I try not to cover data privacy much any more, despite being an advocate, because we have already crossed the point of no return. We have allowed just about every piece of our personal data to be available on the Internet, making privacy effectively a dead issue, but in most cases the user makes the choice. But many very large public firms have been promising consumers that carefully protect customer information, and fully anonymize any data before it’s sold. This is bull$&!#.
As an example, Visa and Mastercard have been in the news lately, because of the sale of ‘anonymized’ data to marketing firms. True to form, “MasterCard told the Journal that customers have nothing to worry about.” But most firms that collect customer data – Mastercard included – know full well that their marketing partners can and do link purchase histories to specific individuals. Especially when you leave bread crumbs to follow: something like customer ID, or last name and age – either of which serves as a surefire way of pinpointing user identity. And the third party firms can do this because Visa leaves enough information to accommodate linking. We know Mastercard is speaking from both sides of its mouth on this – their own corporate sales presentations to marketing organizations tout this as an advantage.
“We have extensive experience partnering with third parties to link anonymized purchased attributes to consumer names and addresses (owned by third party)”

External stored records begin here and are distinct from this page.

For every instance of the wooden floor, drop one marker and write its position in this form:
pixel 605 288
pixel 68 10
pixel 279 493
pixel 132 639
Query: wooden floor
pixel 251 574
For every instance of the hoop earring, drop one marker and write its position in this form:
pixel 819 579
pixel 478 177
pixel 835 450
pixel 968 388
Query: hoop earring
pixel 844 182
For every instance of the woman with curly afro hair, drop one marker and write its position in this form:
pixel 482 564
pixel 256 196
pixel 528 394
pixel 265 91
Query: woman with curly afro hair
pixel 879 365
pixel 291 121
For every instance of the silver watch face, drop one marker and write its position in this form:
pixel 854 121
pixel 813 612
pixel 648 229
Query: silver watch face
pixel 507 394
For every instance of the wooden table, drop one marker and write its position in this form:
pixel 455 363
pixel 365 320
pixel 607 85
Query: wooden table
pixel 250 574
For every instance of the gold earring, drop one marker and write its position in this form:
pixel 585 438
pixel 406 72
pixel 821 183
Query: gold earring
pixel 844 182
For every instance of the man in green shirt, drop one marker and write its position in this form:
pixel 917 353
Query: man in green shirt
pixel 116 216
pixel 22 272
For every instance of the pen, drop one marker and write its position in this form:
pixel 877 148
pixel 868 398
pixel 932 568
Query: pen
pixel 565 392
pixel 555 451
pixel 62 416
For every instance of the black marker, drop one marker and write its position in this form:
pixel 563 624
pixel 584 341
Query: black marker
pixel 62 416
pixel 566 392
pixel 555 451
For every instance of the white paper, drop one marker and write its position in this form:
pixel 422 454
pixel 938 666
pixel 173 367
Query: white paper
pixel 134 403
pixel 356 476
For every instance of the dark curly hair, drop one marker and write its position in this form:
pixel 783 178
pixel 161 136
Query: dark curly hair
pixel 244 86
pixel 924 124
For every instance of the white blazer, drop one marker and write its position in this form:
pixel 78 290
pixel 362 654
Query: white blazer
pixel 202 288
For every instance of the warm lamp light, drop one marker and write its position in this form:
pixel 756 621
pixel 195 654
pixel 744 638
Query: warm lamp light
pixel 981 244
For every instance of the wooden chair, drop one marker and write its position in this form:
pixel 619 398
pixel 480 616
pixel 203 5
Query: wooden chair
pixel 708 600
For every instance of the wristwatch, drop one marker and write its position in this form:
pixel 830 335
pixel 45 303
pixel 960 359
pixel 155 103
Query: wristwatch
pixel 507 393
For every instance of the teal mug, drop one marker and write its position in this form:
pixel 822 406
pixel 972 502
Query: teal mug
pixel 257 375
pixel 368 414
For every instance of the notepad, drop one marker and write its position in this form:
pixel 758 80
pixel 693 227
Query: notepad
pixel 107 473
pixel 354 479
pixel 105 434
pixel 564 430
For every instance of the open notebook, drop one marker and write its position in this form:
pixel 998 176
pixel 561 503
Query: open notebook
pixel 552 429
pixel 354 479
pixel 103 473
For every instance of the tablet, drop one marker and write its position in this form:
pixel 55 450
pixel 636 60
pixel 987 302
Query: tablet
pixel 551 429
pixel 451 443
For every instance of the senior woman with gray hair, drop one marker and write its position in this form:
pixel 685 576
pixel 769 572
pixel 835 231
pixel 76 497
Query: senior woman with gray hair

This sort of thing may bother you; it may not. But let’s be clear that Mastercard is lying about the practice because they know the majority of the public feels selling their personal data is a betrayal of trust. These slides clearly demonstrate that this isn’t just a simple lie or mistake – it’s a bold-face lie. They have been marketing their concern for user data privacy on one side, and marketing de-anonymization to third party marketers for years. And third party marketing firms pay a lot of money for the data because they know it can be linked to specific card holders. I am especially aggravated by this compromising of user data because Mastercard & Visa don’t just facilitate electronic fund transfers, but they also actively market the trustworthiness of their brands to consumers. Turning around and selling this data, obviously intending for it to be reverse engineered, betrays that trust. As I mentioned recently in a post on Payment Trends and Security Ramifications, the card brands are eager to increase revenue through these third party relationships for targeted ads and affinity marketing. I fully expect to see coupons available via smart cards in the next two years, in an attempt to disintermediate companies like Groupon. And in their rush to profit from profiling, they seem have forgotten that users are tired of these shenanigans.
Of course their legal teams say customer privacy comes first, then get defensive when people like me say otherwise, touting their ‘opt-out’ options. But customers can’t really opt out. Not just because the options are hidden on their various sites where no one can find them all. And not just because you’re automatically opted in when you get each card. The deeper problem is this data is always collected, no matter what. It’s hard coded into the systems that process the transactions. Always. It’s simply a question of whether Mastercard chooses to sell customer data – and in light of the above quote it is difficult to trust them.
If they want to earn our trust, they should show us sample data and of how it is anonymized. I am willing to bet it cannot stand up to scrutiny.